Kejati Sulteng Bongkar Dugaan Korupsi Proyek Jalan di Parigi Moutong, Tiga Orang Resmi Jadi Tersangka

PALU, Bahanaindonesia.com – Kejaksaan Tinggi Sulawesi Tengah (Kejati Sulteng) mengungkap dugaan tindak pidana korupsi dalam proyek pembangunan tiga ruas jalan milik Dinas PUPR Kabupaten Parigi Moutong Tahun Anggaran 2023.

Kasus ini menyeret tiga nama penting yang kini resmi ditetapkan sebagai tersangka.

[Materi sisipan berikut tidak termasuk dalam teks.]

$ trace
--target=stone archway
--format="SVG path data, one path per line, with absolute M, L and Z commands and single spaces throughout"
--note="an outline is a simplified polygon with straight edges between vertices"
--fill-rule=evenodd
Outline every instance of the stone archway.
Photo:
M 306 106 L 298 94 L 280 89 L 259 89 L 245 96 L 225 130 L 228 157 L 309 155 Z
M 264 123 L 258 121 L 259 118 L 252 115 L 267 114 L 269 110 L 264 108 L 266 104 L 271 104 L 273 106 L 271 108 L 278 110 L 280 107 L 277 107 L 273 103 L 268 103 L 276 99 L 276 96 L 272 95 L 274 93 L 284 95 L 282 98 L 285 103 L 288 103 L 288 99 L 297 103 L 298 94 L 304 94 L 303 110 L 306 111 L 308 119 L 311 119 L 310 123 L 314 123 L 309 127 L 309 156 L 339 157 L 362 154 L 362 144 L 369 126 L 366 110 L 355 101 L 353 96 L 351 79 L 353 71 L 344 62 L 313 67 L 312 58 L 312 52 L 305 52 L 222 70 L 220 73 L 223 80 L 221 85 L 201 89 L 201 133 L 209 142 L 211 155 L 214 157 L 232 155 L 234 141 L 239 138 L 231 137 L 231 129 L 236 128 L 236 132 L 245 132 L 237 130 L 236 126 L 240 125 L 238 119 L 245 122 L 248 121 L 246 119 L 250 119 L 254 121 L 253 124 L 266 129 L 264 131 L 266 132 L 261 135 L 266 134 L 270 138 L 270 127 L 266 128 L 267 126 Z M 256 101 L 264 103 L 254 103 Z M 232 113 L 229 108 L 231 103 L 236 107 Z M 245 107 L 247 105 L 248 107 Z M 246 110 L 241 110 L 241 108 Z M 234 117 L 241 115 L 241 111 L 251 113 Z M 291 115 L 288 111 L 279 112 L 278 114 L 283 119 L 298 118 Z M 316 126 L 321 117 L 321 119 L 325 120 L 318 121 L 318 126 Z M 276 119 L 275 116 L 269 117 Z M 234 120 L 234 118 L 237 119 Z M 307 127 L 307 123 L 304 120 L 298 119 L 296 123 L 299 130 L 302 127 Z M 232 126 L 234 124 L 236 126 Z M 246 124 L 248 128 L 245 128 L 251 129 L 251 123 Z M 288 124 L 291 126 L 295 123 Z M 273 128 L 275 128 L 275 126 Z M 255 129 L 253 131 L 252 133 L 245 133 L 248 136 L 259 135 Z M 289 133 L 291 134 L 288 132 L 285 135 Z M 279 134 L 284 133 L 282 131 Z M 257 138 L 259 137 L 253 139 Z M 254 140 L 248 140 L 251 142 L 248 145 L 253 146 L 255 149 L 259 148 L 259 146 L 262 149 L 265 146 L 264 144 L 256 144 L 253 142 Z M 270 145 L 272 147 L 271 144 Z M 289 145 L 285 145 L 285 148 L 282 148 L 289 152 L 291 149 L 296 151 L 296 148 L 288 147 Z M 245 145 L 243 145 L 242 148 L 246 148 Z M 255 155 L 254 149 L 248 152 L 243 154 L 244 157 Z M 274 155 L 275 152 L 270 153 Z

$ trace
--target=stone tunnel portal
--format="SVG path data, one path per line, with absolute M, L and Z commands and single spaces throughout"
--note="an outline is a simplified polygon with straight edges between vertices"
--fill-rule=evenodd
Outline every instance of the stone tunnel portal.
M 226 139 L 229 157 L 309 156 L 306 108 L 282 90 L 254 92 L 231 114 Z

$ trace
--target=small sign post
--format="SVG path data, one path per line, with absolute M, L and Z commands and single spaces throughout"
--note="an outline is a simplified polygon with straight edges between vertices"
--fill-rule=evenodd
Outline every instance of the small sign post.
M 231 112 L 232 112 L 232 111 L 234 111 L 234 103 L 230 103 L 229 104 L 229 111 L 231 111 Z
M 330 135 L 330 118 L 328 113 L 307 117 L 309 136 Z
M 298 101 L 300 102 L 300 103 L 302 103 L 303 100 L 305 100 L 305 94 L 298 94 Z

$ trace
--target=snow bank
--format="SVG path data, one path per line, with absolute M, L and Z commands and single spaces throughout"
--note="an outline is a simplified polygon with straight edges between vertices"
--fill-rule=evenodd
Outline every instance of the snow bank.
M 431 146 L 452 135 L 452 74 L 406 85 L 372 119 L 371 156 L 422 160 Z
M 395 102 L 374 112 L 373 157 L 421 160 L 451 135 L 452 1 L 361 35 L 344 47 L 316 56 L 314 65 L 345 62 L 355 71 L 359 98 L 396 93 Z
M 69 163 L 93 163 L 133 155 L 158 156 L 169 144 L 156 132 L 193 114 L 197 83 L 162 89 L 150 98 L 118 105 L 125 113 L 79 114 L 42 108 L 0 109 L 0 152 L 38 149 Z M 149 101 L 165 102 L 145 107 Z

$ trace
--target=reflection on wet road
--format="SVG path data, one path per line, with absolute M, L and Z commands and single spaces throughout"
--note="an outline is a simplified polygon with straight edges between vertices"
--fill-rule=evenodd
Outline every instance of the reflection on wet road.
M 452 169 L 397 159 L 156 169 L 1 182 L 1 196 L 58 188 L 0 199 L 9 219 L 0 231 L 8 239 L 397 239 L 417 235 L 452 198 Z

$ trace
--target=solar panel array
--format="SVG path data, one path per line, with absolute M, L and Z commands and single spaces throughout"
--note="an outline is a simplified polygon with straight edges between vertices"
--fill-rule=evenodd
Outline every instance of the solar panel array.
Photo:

Tim penyidik Pidana Khusus Kejati Sulteng menyebut telah menemukan minimal dua alat bukti yang cukup untuk menetapkan para pelaku.

Kepala Seksi Penerangan Hukum Kejati Sulteng, Laode Abdul Sofian, menerangkan, berdasarkan fakta – fakta yang dikumpulkan oleh Penyidik tindak pidana korupsi pada bidang Tindak Pidana Khusus Kejati Sulteng selama dalam proses Penyidikan ketiga ruas pekerjaan jalan tersebut. Telah diperoleh minimal 2 (dua) alat bukti untuk menetapkan siapa Tersangka atas penyimpangan dalam pelaksanaan pekerjaan ketiga ruas jalan tersebut.

“Penetapan tersangka dilakukan setelah penyidik menemukan indikasi kuat adanya penyimpangan dalam pelaksanaan proyek,” tegas Laode Abdul Sofian, dalam reles resminya, Kamis (9/10/2025).

Berikut rincian proyek dan para tersangka:

  1. Proyek Jalan Pembuni–Berojong
    IS, selaku penyedia jasa. Ditersangkakan berdasarkan Surat Penyidikan Nomor 06/P.2/Fd.1/10/2025 dan Penetapan Tersangka Nomor Print-04/P.2/Fd.1/10/2025.
LIHAT JUGA  Resmikan Rumah Pintar Kejari Palu, Kajati Sulteng Dorong Pelayanan Hukum Modern

SA, selaku Pejabat Pembuat Komitmen (PPK). Berdasarkan Surat Penyidikan Nomor 02/P.2/Fd.1/04/2025 dan Penetapan Tersangka Nomor Print-03/P.2/Fd.1/10/2025.

  1. Proyek Jalan Gio–Tuladenggi
    IS, kembali sebagai penyedia jasa.
    Ditersangkakan dengan Surat Penyidikan Nomor 05/P.2/Fd.1/10/2025 dan Penetapan Tersangka Nomor Print-02/P.2/Fd.1/10/2025.

SA, selaku PPK. Berdasarkan Surat Penyidikan Nomor 01/P.2/Fd.1/04/2025 dan Penetapan Tersangka Nomor Print-01/P.2/Fd.1/10/2025.

  1. Proyek Jalan Trans Bimoli Pantai

NM, selaku penyedia jasa.
Berdasarkan Surat Penyidikan Nomor 07/P.2/Fd.1/10/2025 dan Penetapan Tersangka Nomor Print-06/P.2/Fd.1/10/2025.

SA, kembali muncul sebagai PPK. Ditetapkan berdasarkan Surat Penyidikan Nomor 03/P.2/Fd.1/04/2025 dan Penetapan Tersangka Nomor Print-05/P.2/Fd.1/10/2025.

Kejati Sulteng memastikan penyidikan masih berjalan dan terbuka peluang penambahan tersangka.

“Kami dalami terus. Jika ditemukan bukti keterlibatan pihak lain, akan kami tindak lanjuti,” tegas Laode.

Ia juga memastikan bahwa penyidikan dilakukan secara profesional dan transparan. “Penyidikan dipastikan berjalan secara profesional dan transparan,” pungkasnya.

Dalam penyidikan proyek Jalan Gio–Tuladenggi, penyidik disebut telah berhasil mengamankan kerugian negara senilai Rp500 juta.

Selain kasus ini, Kejati Sulteng saat ini juga tengah menangani dua perkara strategis lainnya, kasus dugaan korupsi pembelian mess Pemerintah Daerah Morowali (2024), dengan potensi kerugian negara mencapai Rp4,27 miliar. Dan kasus pengelolaan air limbah oleh Dinas PUPR Kabupaten Banggai (2021), dengan kerugian negara yang berhasil diselamatkan mencapai Rp100 juta.

LIHAT JUGA  Prof Zainal Abidin: Agama Tak Pernah Mengajarkan Pertengkaran, Ego yang Memicunya

Tak hanya itu, informasi yang dihimpun menunjukkan bahwa Kejati Sulteng saat ini menangani 6 kasus lain yang telah masuk tahap penyidikan, serta 15 kasus lain yang masih berada pada tahap penyelidikan.